NASA discovers ‘smallest supermassive’ black hole ever
Using the orbiting Chandra X-ray observatory and the 6.5 meter Clay Telescope in Chile, astronomers found the black hole at the center of a dwarf disk galaxy, called RGG 118, some 340 million light years from Earth. The X-rays were produced by the hot gas swirling around the black hole.
“When gas rotates around a black hole, the motion causes the frequency of the light it emits to spread in a characteristic way. The width of this spread is related to the speed of rotation, which in turn is related to the mass of the black hole. By measuring the spread, we found that the black hole in RGG 118 weighs just 50,000 times the mass of the Sun, the smallest supermassive black hole yet reported!” wrote Vivienne Baldassare of the University of Michigan, lead author on the paper about the small supermassive black holes.
This is less than half the previous lowest for a black hole observed at the center of a galaxy, according to scientists at the Chandra project. The black hole in RGG 118 is about 100 times less massive than the singularity found at the center of the Milky Way, and about 200,000 less massive than the heaviest black holes found at the centers of other galaxies.
Researchers estimated the mass of the RGG 118 black hole using the visible light data from the Clay Telescope, while the X-ray data from the Chandra observatory was used to figure out the brightness of hot gas swirling towards the singularity.
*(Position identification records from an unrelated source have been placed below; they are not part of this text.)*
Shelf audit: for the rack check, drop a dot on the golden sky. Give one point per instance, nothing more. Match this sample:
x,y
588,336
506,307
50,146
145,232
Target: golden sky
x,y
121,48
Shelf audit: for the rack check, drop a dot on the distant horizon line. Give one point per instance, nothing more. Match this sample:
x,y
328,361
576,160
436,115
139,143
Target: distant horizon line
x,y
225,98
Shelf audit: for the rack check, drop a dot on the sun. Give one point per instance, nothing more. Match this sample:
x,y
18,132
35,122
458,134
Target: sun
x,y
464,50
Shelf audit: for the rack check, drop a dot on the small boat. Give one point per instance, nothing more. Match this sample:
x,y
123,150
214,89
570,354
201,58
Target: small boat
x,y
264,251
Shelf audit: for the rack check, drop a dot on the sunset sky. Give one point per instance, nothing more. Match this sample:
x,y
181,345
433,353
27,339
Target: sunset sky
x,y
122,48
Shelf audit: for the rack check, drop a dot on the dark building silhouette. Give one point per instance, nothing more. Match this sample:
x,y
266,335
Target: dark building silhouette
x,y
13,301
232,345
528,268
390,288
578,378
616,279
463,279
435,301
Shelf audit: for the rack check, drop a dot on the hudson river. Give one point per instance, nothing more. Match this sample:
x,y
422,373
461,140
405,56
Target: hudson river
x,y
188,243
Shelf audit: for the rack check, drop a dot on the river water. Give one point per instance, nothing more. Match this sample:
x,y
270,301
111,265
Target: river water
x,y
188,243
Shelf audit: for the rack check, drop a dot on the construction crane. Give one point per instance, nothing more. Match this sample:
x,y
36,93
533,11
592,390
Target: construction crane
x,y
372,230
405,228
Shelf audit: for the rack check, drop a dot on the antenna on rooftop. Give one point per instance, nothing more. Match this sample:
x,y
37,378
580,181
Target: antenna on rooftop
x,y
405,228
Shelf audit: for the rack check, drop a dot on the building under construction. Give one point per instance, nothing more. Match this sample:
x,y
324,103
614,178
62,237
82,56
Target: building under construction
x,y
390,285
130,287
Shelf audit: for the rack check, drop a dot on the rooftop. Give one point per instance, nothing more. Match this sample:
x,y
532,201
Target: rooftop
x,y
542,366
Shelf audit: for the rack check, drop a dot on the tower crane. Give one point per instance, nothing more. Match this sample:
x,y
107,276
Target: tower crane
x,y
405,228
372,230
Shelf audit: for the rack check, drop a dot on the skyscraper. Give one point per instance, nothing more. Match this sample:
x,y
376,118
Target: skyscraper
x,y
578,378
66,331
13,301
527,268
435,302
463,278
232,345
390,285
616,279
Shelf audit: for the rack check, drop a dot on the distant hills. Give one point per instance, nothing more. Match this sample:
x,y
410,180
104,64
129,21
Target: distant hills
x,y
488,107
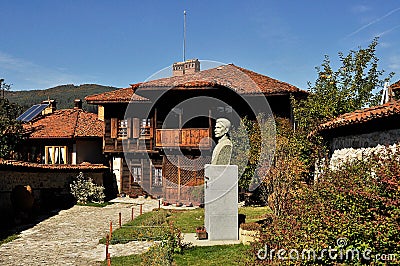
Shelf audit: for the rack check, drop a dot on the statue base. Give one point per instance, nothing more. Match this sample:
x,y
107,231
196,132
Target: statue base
x,y
221,202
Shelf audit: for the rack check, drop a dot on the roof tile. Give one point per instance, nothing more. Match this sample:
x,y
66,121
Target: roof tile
x,y
66,123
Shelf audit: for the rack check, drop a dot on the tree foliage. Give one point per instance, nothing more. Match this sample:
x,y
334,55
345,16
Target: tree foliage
x,y
281,179
11,132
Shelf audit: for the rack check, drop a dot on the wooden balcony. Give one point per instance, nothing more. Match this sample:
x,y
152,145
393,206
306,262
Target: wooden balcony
x,y
183,138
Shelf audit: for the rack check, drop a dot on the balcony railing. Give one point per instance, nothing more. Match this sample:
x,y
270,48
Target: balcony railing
x,y
183,138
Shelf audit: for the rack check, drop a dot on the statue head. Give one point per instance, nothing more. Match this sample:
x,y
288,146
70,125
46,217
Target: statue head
x,y
222,127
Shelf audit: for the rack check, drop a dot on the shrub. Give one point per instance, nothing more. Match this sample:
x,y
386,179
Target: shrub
x,y
85,191
356,207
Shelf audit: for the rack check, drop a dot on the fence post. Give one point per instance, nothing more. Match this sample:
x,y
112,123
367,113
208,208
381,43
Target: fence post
x,y
110,229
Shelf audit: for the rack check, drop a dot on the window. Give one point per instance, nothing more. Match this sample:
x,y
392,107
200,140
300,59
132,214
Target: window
x,y
56,155
137,174
157,176
122,128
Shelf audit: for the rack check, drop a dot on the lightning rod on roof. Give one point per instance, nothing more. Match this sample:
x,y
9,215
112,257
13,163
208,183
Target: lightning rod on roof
x,y
184,35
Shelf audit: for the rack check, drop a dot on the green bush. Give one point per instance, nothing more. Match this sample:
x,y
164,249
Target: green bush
x,y
85,191
356,207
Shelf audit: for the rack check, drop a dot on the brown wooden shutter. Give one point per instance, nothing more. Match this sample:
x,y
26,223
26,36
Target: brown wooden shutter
x,y
136,128
114,128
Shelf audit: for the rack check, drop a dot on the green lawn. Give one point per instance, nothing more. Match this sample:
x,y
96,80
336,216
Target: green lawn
x,y
5,239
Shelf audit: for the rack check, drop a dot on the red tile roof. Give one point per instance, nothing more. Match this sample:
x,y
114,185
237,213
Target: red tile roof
x,y
362,116
120,95
67,123
241,80
83,166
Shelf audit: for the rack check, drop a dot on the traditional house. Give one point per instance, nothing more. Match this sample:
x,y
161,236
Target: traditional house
x,y
158,133
68,136
357,134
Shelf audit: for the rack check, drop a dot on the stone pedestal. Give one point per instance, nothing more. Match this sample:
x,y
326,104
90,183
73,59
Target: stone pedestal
x,y
221,202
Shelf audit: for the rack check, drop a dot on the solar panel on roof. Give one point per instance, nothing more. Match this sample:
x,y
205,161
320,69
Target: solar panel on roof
x,y
32,112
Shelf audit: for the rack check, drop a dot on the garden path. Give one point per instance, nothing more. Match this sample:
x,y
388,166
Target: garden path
x,y
71,237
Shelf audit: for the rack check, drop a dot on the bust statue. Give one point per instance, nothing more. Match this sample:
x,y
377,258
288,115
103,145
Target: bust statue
x,y
223,150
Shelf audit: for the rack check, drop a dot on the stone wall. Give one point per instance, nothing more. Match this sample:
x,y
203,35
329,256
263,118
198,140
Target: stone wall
x,y
361,146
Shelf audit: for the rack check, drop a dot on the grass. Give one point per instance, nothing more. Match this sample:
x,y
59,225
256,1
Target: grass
x,y
213,255
186,221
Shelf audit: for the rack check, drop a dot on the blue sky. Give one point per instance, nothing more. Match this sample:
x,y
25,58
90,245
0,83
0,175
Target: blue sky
x,y
47,43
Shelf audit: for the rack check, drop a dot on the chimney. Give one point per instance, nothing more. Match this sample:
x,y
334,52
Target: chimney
x,y
187,67
51,108
77,104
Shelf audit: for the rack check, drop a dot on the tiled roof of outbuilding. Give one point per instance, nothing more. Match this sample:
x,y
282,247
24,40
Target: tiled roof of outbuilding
x,y
66,123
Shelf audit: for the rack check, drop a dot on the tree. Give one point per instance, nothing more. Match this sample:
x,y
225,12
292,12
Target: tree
x,y
11,131
355,85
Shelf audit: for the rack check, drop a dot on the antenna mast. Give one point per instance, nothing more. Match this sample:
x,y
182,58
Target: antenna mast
x,y
184,35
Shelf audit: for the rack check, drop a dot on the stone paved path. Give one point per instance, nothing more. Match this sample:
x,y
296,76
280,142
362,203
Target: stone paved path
x,y
71,237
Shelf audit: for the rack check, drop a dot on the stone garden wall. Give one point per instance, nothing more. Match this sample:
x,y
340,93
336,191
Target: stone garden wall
x,y
361,146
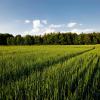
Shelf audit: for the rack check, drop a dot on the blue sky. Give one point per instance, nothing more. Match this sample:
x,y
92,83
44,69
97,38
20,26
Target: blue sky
x,y
44,16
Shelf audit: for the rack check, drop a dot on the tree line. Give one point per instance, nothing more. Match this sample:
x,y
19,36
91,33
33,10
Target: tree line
x,y
52,38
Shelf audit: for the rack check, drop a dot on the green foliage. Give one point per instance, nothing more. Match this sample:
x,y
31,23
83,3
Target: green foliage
x,y
52,38
54,72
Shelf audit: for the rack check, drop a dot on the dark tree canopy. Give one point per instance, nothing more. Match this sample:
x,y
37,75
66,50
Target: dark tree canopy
x,y
52,38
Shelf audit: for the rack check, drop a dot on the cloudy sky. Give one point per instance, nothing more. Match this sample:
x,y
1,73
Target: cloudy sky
x,y
37,17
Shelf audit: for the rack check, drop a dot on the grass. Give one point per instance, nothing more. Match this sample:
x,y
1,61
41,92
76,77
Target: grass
x,y
55,72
The findings confirmed that the outward push of the radiation pressure from the gas was about 1 percent of the black hole’s inward gravity pull, matching the properties of other observed supermassive black holes. The black hole in RGG 118 also exhibits the same relationship between its mass and the range of velocities of stars in the center of the galaxy as observed elsewhere.
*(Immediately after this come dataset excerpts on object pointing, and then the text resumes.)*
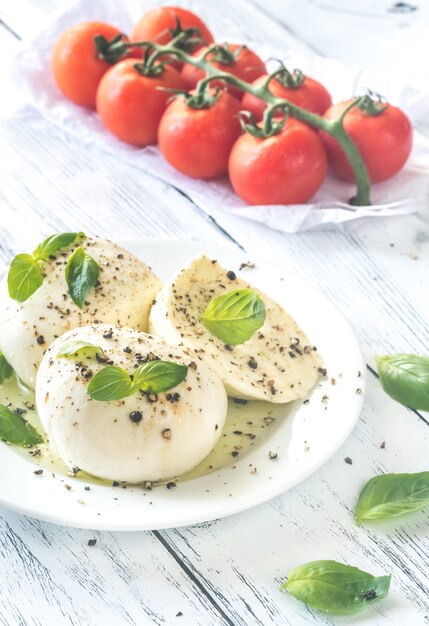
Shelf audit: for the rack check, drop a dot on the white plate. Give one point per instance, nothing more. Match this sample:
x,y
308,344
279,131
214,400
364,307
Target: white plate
x,y
308,435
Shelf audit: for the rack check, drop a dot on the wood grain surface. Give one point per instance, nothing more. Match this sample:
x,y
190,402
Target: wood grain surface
x,y
228,571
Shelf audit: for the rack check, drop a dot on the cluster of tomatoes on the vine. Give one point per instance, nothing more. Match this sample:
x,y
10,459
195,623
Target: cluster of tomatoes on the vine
x,y
133,102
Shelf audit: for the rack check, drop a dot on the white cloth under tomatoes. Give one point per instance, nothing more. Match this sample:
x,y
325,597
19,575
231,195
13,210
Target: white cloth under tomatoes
x,y
405,193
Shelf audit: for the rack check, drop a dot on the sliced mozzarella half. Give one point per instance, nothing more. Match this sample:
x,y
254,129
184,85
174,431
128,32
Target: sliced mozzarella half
x,y
278,363
177,428
123,296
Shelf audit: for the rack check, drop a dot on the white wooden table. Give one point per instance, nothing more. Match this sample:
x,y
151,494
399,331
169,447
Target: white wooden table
x,y
228,571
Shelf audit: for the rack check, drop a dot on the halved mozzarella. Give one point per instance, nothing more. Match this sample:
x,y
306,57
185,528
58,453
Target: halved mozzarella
x,y
278,363
142,437
123,296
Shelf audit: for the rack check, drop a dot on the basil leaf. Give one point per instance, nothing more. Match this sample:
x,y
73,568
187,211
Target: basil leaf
x,y
392,495
54,243
75,348
233,317
158,376
335,588
81,275
111,383
405,378
24,277
5,369
15,429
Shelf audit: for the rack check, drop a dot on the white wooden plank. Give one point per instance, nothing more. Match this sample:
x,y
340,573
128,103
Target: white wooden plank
x,y
245,558
51,576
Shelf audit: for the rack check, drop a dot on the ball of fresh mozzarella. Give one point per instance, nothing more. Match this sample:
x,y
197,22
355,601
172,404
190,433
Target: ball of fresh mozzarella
x,y
142,437
278,363
123,295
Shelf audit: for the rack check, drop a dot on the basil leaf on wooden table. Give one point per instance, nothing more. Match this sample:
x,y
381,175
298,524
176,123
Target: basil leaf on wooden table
x,y
392,495
75,348
24,277
54,243
114,383
405,378
335,587
233,317
14,429
111,383
82,273
158,376
6,370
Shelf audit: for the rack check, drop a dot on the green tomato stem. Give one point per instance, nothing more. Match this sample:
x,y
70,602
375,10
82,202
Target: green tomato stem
x,y
335,128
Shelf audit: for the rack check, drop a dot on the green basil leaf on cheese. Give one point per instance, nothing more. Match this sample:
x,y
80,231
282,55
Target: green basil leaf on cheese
x,y
6,370
234,316
82,273
16,430
78,348
111,383
24,277
54,243
158,376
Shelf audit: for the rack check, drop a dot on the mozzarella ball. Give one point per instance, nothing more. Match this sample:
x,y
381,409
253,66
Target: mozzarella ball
x,y
123,296
278,363
141,437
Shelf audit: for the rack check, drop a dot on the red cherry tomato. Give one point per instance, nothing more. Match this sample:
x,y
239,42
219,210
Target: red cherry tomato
x,y
246,65
287,168
384,141
131,105
76,67
310,95
197,142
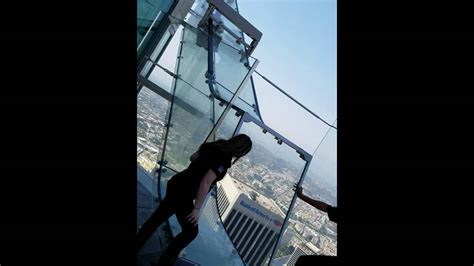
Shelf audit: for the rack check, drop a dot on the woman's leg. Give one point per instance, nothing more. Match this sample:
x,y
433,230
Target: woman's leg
x,y
187,235
163,212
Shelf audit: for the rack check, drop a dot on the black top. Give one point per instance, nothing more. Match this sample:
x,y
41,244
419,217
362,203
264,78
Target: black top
x,y
188,181
332,214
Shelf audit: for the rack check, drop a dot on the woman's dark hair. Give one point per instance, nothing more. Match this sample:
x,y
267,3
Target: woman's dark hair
x,y
238,145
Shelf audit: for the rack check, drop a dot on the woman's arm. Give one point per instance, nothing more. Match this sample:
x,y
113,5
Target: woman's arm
x,y
201,195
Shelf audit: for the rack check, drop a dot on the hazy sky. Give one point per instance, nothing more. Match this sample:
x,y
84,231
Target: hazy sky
x,y
298,53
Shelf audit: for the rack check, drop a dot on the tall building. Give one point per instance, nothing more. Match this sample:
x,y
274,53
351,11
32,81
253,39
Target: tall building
x,y
252,228
195,83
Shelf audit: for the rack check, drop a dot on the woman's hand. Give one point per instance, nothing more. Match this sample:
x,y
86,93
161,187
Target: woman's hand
x,y
299,190
193,218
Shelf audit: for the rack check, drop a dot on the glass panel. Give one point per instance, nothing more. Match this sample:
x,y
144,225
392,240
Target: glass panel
x,y
193,111
149,11
190,125
151,118
212,246
228,126
259,189
299,126
309,230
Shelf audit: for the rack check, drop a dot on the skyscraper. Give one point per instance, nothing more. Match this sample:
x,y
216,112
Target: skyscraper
x,y
252,227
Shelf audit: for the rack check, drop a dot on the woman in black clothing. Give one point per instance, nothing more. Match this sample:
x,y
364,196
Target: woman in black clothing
x,y
187,190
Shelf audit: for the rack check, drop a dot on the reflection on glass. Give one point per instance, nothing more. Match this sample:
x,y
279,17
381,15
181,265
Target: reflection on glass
x,y
189,126
147,13
255,196
309,230
151,118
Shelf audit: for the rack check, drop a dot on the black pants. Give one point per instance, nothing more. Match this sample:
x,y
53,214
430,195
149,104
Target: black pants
x,y
173,203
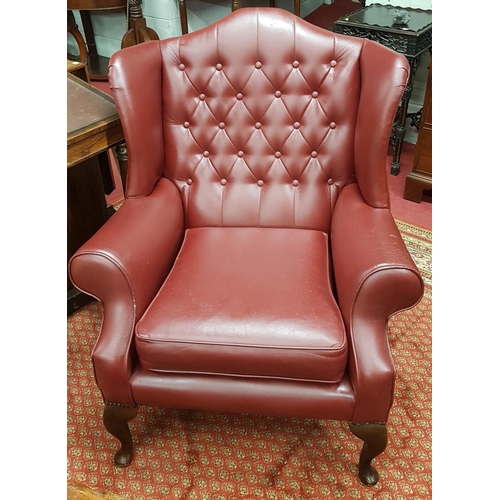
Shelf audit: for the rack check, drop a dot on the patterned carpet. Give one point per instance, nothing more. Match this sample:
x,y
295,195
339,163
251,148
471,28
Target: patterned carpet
x,y
196,455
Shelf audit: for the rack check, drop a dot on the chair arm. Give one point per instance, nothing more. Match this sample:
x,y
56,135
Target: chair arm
x,y
375,277
123,265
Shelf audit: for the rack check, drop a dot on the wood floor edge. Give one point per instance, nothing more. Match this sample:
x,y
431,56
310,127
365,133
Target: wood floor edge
x,y
82,492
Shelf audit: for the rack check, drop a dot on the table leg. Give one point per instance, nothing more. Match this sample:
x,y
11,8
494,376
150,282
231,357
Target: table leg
x,y
183,15
121,155
399,128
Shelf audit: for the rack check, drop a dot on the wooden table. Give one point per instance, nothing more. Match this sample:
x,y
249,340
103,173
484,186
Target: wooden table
x,y
93,127
375,22
419,179
97,64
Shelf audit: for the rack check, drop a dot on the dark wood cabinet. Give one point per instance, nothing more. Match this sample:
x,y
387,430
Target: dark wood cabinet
x,y
420,178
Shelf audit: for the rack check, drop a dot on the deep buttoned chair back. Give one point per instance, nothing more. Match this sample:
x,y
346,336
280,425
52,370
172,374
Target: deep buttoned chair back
x,y
260,120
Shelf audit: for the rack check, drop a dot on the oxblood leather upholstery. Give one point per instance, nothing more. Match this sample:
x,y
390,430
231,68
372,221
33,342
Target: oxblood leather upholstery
x,y
254,263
Astronomers hope the discovery and continued observation of RGG 118 will reveal which of the two theories posited about the formation of supermassive black holes is accurate. Under the current models, singularities are formed by the gravitational collapse clouds of cosmic gas ranging from 10,000 to 100,000 times the mass of the Sun, or giant stars about 100 times the mass of the Sun.
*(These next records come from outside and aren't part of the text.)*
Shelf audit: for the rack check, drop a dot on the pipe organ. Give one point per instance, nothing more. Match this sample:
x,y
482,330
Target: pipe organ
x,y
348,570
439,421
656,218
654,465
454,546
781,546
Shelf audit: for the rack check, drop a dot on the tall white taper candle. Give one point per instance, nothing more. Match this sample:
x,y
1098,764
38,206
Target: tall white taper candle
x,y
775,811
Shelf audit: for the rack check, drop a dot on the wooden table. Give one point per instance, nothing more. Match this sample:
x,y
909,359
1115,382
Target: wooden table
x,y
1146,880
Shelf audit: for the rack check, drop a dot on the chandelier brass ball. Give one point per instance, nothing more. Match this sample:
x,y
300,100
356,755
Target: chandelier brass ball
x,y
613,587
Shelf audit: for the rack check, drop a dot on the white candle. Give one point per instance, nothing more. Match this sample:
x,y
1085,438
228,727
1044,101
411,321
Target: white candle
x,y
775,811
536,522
Launched in July 1999, the Chandra X-ray Observatory is an orbital telescope specially designed to detect X-ray emission from very hot regions of the universe “such as exploded stars, clusters of galaxies, and matter around black holes,” according to NASA.
Named after Subrahmanyan Chandrasekhar, one of the foremost astrophysicists of the twentieth century, Chandra orbits the Earth at a distance of 139,000 km (86,500 miles). The Smithsonian's astrophysical observatory in Cambridge, Massachusetts hosts the Chandra X-ray Center which operates the satellite, processes the data, and distributes it to scientists around the world for analysis.